Our bodies are the creation of Jehovah God. (Ps. 100:3; 95:6; Job 10:8) Christians might allow apparently necessary surgery to be performed, such as to remove a diseased limb, but they do not needlessly mutilate their bodies created by Jehovah. Would allowing a body to be mutilated after death be showing respect for and appreciation of God’s creation? True, in some instances there may be legal requirements that Christians abide by, such as when the law requires a postmortem examination to determine the cause of death. (Rom. 13:1, 7; Mark 12:17) In such cases the next of kin can usually request that the organs not be removed for transplant or reuse. In this way, even though an autopsy might be required, the Christian can prevent misuse of the body of a loved one. But when such laws do not apply, the Christian can decide in such a way as to avoid unnecessary mutilation and any possible misuse of the body. Thus he will be able to have a clear conscience before God.—1 Pet. 3:16.
This view that organ transplants were cannibalism was rejected in 1980 and the Watchtower Society now says that JWs face no congregational discipline if they accept or donate organs for transplantation. Oddly, however, while accepting a transplanted organ is no longer seen as cannibalism (eating human flesh), receiving a blood transfusion is still viewed as eating human blood.

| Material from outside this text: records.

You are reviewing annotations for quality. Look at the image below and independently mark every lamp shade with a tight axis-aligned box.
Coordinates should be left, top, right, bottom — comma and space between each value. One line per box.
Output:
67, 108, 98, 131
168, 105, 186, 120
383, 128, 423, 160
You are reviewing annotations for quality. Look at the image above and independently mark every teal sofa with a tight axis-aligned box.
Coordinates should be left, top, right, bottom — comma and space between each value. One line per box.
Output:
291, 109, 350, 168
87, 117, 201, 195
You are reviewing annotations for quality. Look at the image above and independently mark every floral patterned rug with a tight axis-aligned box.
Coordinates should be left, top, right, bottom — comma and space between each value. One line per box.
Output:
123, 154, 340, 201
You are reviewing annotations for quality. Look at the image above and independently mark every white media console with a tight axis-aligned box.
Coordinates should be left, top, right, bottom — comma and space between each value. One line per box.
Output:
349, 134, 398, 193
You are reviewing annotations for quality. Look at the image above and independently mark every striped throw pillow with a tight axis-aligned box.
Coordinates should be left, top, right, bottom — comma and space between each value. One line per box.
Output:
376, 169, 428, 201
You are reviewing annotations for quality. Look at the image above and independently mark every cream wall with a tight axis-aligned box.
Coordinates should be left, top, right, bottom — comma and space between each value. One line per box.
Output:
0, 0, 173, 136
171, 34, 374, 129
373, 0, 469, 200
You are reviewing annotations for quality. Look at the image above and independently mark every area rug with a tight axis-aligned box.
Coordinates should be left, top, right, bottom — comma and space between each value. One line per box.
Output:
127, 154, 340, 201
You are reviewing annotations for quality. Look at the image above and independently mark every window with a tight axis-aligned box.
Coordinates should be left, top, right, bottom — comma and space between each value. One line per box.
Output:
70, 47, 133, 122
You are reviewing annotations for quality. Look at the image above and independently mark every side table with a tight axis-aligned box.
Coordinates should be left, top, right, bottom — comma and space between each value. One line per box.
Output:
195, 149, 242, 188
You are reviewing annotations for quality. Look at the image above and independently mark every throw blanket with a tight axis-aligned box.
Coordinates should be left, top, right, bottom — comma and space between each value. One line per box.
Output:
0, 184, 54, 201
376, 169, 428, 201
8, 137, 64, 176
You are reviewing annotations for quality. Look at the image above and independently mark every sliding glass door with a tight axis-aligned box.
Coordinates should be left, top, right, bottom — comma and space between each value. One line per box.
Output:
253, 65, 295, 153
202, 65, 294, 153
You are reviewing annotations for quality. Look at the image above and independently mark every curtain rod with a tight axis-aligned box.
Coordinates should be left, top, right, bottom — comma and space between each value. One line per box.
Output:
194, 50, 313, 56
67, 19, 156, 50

This June 8, 1968 Awake! is a classic case of yellow journalism. Organ transplants are considered to be "medical experimentation." Alternatives to transplants are suggested on pp. 16-17. Organ transplants are rejected ethically, medically and scripturally. The fact that a treatment may still be beneficial at times despite potential risks is ignored. All in all, this magazine reveals the faulty science and views on medical ethics of Watchtower writers. These are the same writers who similarly rail against the medical use of blood.
Just think of the number of witnesses who died because the Governing Body instructed them not to have an organ transplant. Then, all of a sudden, they change their minds, or Jehovah spoke to them, and its okay to accept organ transplants. Why anyone in their right mind would follow what these people say is beyond me. They just cannot get anything right, which is why they keep flip-flopping their teachings.